だが、彼が次に発した一言で俺の行動は確定する。
「しかし、見られたからには生かしてはおけない。恨むなら運が悪かった自分自身を恨むんだな」
はい、こいつらは黒確定だね。
もしかして女性を誘拐して身代金を奪おうとでもしているのだろうか?
「おい、お前は任務を続行しろ。こいつは俺が始末しておく。次、下手を打ったらどうなるかわかってんだろうな」
「もちろんです、必ずや任務を完遂いたします」
すると二人組の部下らしき黒ローブは女性と共にどこかへと消え去っていった。
「さて、すぐに楽にしてやる」
はぁ、何で静かな夜の散歩がこんな殺伐とした殺し合いになるんだよ。
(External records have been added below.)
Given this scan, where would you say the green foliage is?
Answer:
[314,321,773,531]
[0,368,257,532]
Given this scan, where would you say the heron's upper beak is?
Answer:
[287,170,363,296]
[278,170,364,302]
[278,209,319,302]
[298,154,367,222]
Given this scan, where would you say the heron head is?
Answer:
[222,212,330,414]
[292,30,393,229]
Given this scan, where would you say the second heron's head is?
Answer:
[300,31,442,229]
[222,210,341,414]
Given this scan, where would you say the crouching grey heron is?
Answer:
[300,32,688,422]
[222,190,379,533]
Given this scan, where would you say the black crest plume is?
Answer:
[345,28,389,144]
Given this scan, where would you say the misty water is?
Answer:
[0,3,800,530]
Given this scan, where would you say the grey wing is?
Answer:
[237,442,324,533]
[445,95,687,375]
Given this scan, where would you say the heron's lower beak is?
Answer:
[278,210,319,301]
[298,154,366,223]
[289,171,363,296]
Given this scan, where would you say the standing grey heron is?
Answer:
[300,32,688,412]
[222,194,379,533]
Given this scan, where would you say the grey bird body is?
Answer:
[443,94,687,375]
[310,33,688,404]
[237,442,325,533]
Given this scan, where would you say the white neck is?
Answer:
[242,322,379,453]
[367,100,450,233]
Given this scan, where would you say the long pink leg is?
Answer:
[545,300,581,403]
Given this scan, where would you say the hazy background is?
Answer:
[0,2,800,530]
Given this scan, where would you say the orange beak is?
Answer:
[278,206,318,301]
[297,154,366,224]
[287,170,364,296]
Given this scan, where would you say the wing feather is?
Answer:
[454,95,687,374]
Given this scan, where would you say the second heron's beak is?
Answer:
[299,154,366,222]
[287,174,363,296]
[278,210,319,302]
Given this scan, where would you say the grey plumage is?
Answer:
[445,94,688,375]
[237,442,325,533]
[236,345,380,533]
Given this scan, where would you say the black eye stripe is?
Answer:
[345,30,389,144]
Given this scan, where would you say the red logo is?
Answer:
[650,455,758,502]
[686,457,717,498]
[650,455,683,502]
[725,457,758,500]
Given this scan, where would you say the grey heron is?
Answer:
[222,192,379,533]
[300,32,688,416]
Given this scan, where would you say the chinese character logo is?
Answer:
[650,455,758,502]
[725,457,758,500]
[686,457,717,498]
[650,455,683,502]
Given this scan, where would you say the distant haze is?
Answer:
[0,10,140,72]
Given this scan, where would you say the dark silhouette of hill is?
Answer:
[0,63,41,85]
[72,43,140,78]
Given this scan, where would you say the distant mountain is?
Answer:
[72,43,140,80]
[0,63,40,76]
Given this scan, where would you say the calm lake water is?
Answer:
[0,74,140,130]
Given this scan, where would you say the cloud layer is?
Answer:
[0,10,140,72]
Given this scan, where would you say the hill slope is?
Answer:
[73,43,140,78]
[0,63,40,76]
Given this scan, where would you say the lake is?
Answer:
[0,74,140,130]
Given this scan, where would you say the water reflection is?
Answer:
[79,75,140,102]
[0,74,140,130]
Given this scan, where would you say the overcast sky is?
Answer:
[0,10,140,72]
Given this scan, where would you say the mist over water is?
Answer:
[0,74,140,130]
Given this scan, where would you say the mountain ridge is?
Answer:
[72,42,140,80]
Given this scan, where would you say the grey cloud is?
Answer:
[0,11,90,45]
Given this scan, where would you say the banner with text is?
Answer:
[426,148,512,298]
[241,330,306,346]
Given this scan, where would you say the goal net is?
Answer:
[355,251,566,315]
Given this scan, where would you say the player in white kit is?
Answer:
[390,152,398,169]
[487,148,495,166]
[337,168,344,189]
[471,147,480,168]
まあ起きてしまった者はしょうがないし、今はこの状況をどうにかするとしますか。俺は目の前の相手に鑑定を使ってステータスを確かめる。
……かなり強い相手だな、おそらく冒険者で言うとBランクってところか。
しかし、今の俺なら全然余裕だろうな。
さてさて、どう相手してやろうか。